NFL clarifies 'defenseless player' designation in Huber hit
DEC 21, 2013 12:30p ET
After earlier declaring the hit that knocked the Bengals' Kevin Huber out of last week's game and ultimately ended the punter's season was illegal, NFL vice president of officiating Dean Blandino offered more explanation about why Friday.
The vicious nature of the hit and severity of Huber's injury drew significant attention that has lingered throughout the week with some wondering why it was illegal. The NFL's answer that Huber -- and all kickers and punters -- was designated a "defenseless player" caused yet another reaction from those questioning the distinction, so Blandino sought to explain the ins and outs of "defenseless player" status in a video released by the league.

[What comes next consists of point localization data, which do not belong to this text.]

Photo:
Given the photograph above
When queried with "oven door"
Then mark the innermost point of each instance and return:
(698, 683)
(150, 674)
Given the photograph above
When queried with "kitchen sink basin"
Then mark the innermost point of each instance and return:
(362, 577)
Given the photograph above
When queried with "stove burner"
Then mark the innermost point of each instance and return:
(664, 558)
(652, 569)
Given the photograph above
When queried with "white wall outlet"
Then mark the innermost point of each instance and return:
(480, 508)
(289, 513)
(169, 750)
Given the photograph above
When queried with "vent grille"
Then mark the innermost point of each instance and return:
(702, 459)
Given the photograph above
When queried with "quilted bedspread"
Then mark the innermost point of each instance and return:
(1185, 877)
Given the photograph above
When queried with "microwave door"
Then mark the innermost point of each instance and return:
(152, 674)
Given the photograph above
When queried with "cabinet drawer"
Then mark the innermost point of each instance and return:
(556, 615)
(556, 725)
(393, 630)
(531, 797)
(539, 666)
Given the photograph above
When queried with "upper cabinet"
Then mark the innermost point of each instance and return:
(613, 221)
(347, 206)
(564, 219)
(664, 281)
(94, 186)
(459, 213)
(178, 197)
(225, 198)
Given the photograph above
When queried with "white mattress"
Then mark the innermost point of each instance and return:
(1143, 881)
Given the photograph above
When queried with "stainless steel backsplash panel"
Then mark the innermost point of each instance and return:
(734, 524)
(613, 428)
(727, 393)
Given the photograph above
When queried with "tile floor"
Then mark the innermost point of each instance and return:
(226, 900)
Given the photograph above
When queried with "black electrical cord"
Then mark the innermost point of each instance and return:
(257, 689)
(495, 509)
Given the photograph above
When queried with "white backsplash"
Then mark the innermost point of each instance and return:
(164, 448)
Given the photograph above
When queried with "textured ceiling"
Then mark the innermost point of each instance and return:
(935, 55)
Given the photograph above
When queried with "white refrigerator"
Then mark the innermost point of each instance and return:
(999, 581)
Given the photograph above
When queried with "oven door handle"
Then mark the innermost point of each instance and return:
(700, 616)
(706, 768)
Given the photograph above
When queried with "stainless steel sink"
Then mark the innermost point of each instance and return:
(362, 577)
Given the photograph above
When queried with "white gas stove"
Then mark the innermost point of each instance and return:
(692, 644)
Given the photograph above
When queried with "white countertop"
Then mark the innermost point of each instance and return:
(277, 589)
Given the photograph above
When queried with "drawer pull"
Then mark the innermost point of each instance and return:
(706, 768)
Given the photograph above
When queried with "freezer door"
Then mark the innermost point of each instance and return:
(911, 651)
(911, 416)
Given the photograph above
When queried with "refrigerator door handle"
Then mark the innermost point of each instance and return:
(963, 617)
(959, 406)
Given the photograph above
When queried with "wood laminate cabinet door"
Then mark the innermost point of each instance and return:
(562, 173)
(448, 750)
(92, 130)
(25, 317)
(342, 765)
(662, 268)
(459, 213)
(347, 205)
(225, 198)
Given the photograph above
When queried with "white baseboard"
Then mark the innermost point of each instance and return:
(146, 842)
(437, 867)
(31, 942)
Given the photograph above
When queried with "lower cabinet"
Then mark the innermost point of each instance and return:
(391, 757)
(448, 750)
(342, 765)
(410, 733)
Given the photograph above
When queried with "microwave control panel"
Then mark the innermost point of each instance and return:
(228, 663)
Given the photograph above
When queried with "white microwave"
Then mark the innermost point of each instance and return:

"We'll take a look at the block on Kevin Huber and we'll talk about the defenseless player protection," Blandino said in a video accessible here. "I know this got a lot of attention this week (with) the statement 'the punter is defenseless throughout the down'. All that means is that a punter during this kicking play gets defenseless player protections just like a receiver trying to catch a pass, a quarterback in the act of or just after throwing a pass gets the same protection, so can't be hit in the head or neck area, can't use the crown or forehead/hairline parts of the helmet to the body."
He explained the punter is protected even if he is in pursuit of the ball.
"We're going to obviously use some common sense," he said. "If he's in the process of making a tackle he's not going to get defenseless player protections in terms of if there is helmet-to-helmet contact in the process of making a tackle it's not going to be a foul on the opponent, but here the punter does get protection throughout the down just like a quarterback or a receiver. The kicker on a kickoff gets those protections."
Along with kickers and punters, the long snapper is afforded such protections, as are players who might receive a blindside block if it is delivered to the head/neck area and/or with the crowd of the helmet.
"Part of the reason that rule was put in was players were taking shots at the kickers and punters away from the play during those downs and those are specialized positions. If you lose your punter you're in a situation like Cincinnati was where you don't have a viable backup punter on the active roster."